Athletic development specialists dedicated to the art and science of excellence in movement

Gender and Age Performance Progressions in the Marathon

The Olympic marathons are the horizon, which are unique in that genders run separately.  Women’s running has seen enormous growth at all levels after the women’s marathon was introduced to the Games in 1984.  I’m not suggesting any causation via the Olympics as many factors have contributed to growth.  What were once world class times are now back of the pack in the Olympic Trials.  However, if performance improvements continue to persist, it’s critical to strive for depth at all levels of the sport to drive athletes forward.  2:30 runners push the 2:20; 2:40 push the 2:30; 3:00 push the 2:50…etc. 

Predicting the trajectory of women’s running can be tricky due to many female Olympic Trials participants and aspirants using the post-Olympic year for childbirth.  It would be interesting to gather additional statistics on this sub-group.  Fortunately, unlike high level race horses that retire to the breeding shed but never return to racing, women runners can return to compete at equal if not higher levels than pre-childbirth.     

Two studies recently explored gender differences between females and males at the New York City Marathon, which is a fairly representative sample due to its size and more competitive vibe than many participatory events.  Hunter (2012) looked at results form 1980-2010 and isolated top ten finishers in each five year age group from age 20-79.  Within each age group, there was a greater relative drop from first place to tenth place within each female age group as compared to each male age group.  Although gender differences became more pronounced with advanced age, the overall difference between genders has decreased from 1980-2010. 

Additionally, authors observed that 34% of the difference among age group winners could be explained by the ratio of male-to-female finishers.  Although physiological factors are often used to explain gender performance differences, this data suggests that overall depth plays as much if not a greater role.  The more women we can get competing at all levels, the more robust the vertical integration of talent can become.  Everyone strives to achieve more when they are chased by more and have more to chase. 

In a related study of New York City Marathon runners from a similar time period, Lepers (2012) focused on masters runners (age 40+) and noted that times decreased significantly for males above 64 years old and females above 44 years old.  Gender differences decreased over the last thirty years but have remained steady the last ten.  Authors concluded, “These data suggest that male (≥65 years) and female (≥45 years) master runners have probably not yet reached their limits in marathon performance.
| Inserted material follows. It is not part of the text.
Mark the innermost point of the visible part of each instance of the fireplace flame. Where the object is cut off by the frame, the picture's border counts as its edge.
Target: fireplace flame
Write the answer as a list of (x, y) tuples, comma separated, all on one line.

The relative stability of gender differences in marathon running times across the different age groups over the last decade also suggests that age-related declines in physiological function do not differ between male and female marathoners.”    

Women’s marathoning has grown immensely in the last thirty years and these stats indicate there’s room for continued growth at all levels.  If we can continue to foster depth in the ranks, it is likely even better performances are on the horizon for the 2016 and 2020 Olympic quadrenniums.  


Hunter SK, Stevens AA.  Sex Differences in Marathon Running with Advanced Age: Physiology or Participation?  Med Sci Sports Exerc. 2012 Jul 26. [Epub ahead of print]

Lepers R, Cattagni T.  Do older athletes reach limits in their performance during marathon running?  Age (Dordr). 2012 Jun;34(3):773-81. Epub 2011 May 27.